History

Great Britain
- Name: Tarleton
- Builder: Liverpool
- Launched: 1789
- Fate: Captured 1797

France
- Acquired: 1797 by capture
- Fate: Sold 1803?

United Kingdom
- Name: Tarleton
- Acquired: c.1803 probably by purchase
- Fate: Probably wrecked 1818; last listed 1818 (LR) & 1824 (RS);

General characteristics
- Tons burthen: 286, or 298, or 299, or 300(bm)
- Propulsion: Sail
- Complement: 1793: 70; 1794:36;
- Armament: 1793:22 × 12, 9, & 4-pounder guns ; 1794:18 × 12&9-pounder guns; 1805:10 × 4&3-pounder guns; 1814:10 × 9-pounder guns;

= Tarleton (1789 ship) =

Tarleton (or Tarlton) was launched in 1789 at Liverpool for Tarleton & Co., a Liverpool firm that had been in the slave trade for three generations. She traded with the West Indies and made one voyage as a slave ship in the triangular trade in enslaved people. The French captured her after she had landed her captives. She returned to English hands c.1803 and sailed as a merchantman for some years thereafter. She appears to have been wrecked in April 1818.

==Career==
Tarletons first master was J. Gilbody.

On 5 August she was on her way from Grenada to Liverpool when a lightning strike damaged her, forcing her to go to St Thomas for repairs.

===Privateer===
Tarleton and Samuel Gilbody received a letter of marque on 31 May 1793. The size of the crew and the number of guns suggests that Tarletton would operate as a privateer.

On 16 July Tarleton was in company with the privateer Eliza, of Liverpool, Canny, master, at . They had with them a French privateer of eight guns and 70 (or 72) men that they had captured a few days earlier. This was Guerrier, of Bayonne. Guerrier was 21 days out of Bayonne and had taken nothing.

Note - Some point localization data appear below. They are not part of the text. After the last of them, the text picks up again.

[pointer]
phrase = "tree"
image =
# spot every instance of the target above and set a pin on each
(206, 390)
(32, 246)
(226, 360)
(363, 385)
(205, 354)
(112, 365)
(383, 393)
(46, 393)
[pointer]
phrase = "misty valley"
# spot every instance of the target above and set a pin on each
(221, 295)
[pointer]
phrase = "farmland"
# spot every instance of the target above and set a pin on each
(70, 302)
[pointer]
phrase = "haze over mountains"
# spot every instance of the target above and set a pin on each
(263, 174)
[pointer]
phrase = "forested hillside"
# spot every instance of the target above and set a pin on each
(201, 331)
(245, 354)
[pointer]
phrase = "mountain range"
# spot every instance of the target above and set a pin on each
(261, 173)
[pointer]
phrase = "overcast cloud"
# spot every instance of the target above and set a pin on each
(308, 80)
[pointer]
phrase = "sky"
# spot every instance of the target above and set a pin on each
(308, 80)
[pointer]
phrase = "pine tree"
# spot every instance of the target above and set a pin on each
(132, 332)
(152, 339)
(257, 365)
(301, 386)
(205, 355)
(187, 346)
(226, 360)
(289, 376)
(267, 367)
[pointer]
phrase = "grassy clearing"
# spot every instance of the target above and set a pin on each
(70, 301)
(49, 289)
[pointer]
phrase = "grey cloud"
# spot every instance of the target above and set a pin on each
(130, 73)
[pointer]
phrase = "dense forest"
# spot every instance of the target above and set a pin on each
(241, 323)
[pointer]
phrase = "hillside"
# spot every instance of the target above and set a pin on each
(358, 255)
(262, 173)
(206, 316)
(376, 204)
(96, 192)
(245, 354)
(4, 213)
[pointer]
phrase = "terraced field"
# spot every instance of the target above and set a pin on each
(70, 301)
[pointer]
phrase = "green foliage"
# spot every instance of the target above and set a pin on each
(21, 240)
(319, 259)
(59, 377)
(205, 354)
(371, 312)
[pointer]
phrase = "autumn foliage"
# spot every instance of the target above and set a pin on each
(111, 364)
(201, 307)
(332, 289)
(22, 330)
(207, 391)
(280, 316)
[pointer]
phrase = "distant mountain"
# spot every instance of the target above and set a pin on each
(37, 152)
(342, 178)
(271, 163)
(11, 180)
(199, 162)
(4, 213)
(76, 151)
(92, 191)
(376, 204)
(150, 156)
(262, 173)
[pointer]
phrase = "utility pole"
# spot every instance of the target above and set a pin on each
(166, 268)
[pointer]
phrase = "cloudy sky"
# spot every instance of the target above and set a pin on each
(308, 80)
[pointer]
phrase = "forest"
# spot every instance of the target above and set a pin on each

On 27 January 1794 Tarleton and Gilbody received a new letter of marque. Now she carried slightly fewer guns, and she had a crew of 36 men, half the size of her earlier crew, suggesting that she had stopped privateering.

===Slave ship===
In 1796 her master changed to Thomas Cannell, her primary owner to Daniel Backhouse (secondary remained Tarleton), and she became an enslaving ship, making one voyage from the Bight of Benin and Gulf of Guinea islands to Jamaica. She sailed from Liverpool on 2 June 1796.

In 1796, 103 British vessels left British ports on enslaving voyages. Ninety-four of these vessels sailed from Liverpool.

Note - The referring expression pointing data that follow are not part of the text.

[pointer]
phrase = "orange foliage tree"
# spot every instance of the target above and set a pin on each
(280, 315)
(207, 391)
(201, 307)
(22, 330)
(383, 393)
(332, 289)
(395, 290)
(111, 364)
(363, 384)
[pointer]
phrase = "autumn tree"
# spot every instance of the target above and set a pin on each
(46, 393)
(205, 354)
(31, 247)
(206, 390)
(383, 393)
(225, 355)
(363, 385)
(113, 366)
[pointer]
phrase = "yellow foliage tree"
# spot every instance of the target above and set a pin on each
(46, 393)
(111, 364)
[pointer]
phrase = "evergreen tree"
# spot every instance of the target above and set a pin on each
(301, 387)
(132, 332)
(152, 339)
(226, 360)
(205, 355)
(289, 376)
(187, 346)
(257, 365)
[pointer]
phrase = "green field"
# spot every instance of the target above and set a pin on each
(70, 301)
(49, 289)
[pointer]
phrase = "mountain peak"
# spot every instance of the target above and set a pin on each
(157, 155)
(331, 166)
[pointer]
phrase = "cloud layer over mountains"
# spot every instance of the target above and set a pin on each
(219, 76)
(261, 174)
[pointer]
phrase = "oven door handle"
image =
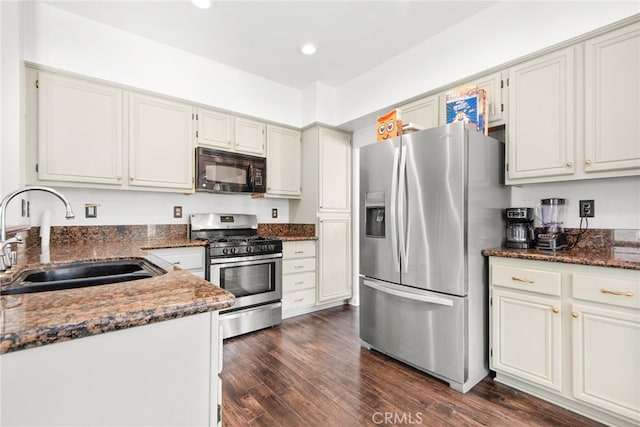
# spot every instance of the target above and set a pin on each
(230, 260)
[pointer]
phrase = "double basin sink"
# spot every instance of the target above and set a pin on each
(80, 275)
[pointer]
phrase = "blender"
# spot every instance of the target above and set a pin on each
(551, 215)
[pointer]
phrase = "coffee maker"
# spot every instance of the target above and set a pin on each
(551, 215)
(520, 233)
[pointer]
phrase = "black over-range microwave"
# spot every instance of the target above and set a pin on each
(224, 172)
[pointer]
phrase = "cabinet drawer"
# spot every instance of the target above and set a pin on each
(298, 299)
(185, 258)
(541, 281)
(296, 282)
(301, 249)
(624, 292)
(298, 265)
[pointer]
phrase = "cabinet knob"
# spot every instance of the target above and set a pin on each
(522, 280)
(620, 293)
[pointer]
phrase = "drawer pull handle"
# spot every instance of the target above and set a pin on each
(607, 291)
(520, 279)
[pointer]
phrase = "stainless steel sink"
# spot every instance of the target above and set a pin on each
(80, 275)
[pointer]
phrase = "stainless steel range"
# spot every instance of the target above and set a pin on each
(245, 264)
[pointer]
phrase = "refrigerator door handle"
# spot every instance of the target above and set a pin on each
(394, 207)
(404, 263)
(408, 295)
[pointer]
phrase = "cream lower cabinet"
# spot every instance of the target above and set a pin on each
(298, 277)
(569, 334)
(334, 266)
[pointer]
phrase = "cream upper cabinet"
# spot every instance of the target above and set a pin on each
(612, 102)
(215, 129)
(423, 112)
(80, 131)
(493, 85)
(284, 162)
(542, 117)
(334, 259)
(334, 171)
(249, 137)
(160, 143)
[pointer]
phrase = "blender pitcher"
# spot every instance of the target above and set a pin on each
(550, 213)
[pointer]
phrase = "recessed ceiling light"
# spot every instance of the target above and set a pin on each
(202, 4)
(308, 49)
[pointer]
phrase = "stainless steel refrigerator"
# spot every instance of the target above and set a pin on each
(430, 201)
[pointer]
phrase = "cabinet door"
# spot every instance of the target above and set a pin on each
(612, 104)
(334, 171)
(160, 143)
(526, 337)
(80, 131)
(334, 259)
(215, 129)
(284, 160)
(542, 117)
(423, 113)
(606, 359)
(249, 137)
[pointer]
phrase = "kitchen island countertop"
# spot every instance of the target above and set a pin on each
(32, 320)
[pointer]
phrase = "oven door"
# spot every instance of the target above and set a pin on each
(252, 280)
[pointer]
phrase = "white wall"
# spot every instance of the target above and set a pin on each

Tarleton arrived at Kingston, Jamaica, on 10 July 1797 with 423 captives. She also lost 6 of her 35 crew on the voyage.

===Capture===
The French captured Tarleton in 1797 after she had landed her slaves, but before she was able to return to Liverpool.

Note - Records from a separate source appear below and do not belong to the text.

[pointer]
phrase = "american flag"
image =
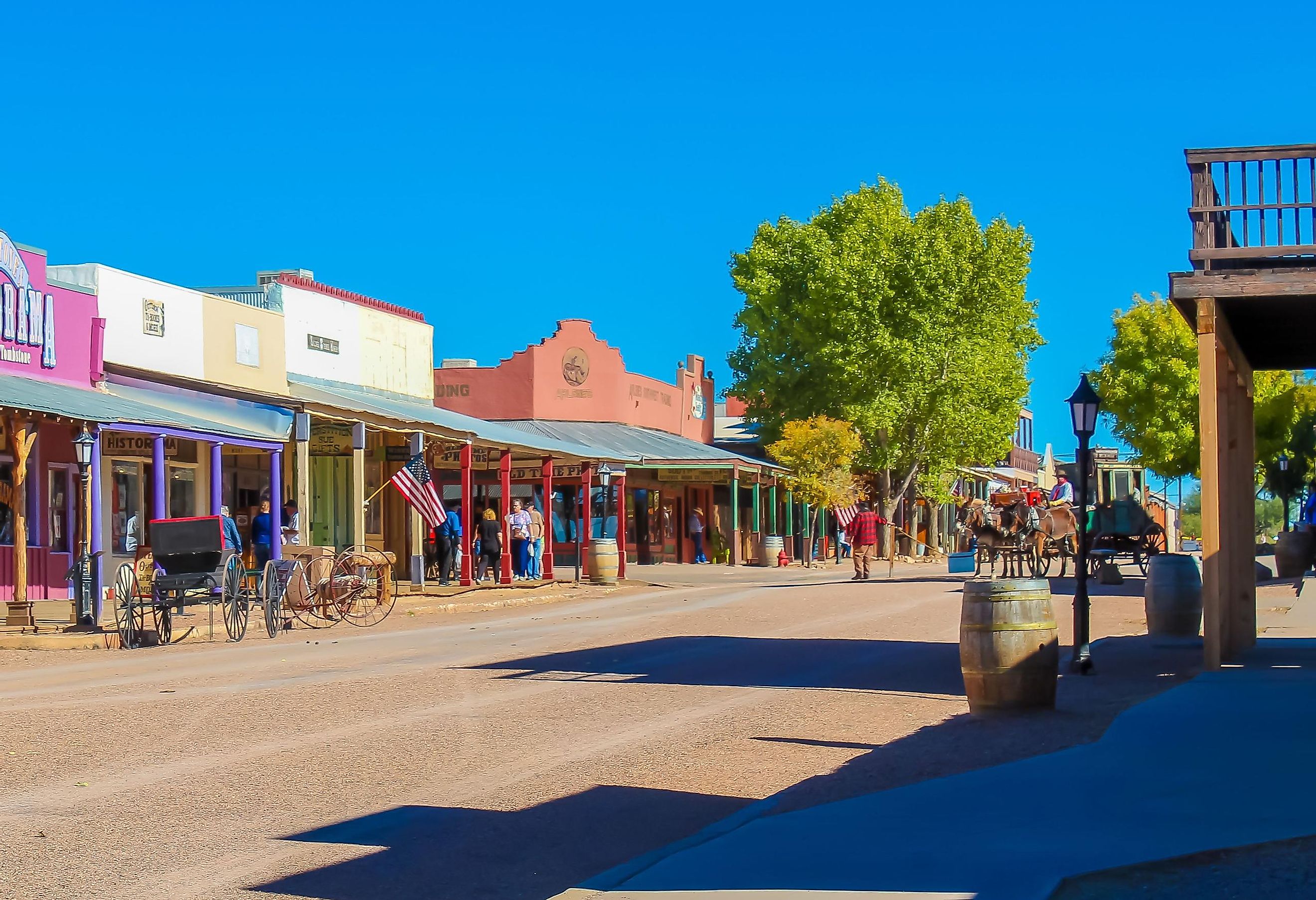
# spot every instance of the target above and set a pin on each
(416, 484)
(845, 515)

In 1797, 40 British enslaving vessels were lost. Thirteen were lost in the Middle Passage, sailing between the African coast and the West Indies. During the period 1793 to 1807, war, rather than maritime hazards or resistance by the captives, was the greatest cause of vessel losses among British enslaving vessels.

===British merchantman===
Tarleton reappeared in Lloyd's Register in 1804, with Stoddard, master, Phynn & Co., owner, and trade London–Demerara. She had also undergone a thorough repair. There is no evidence that Tarleton was a prize and the timing suggests that she may have been purchased during the Peace of Amiens.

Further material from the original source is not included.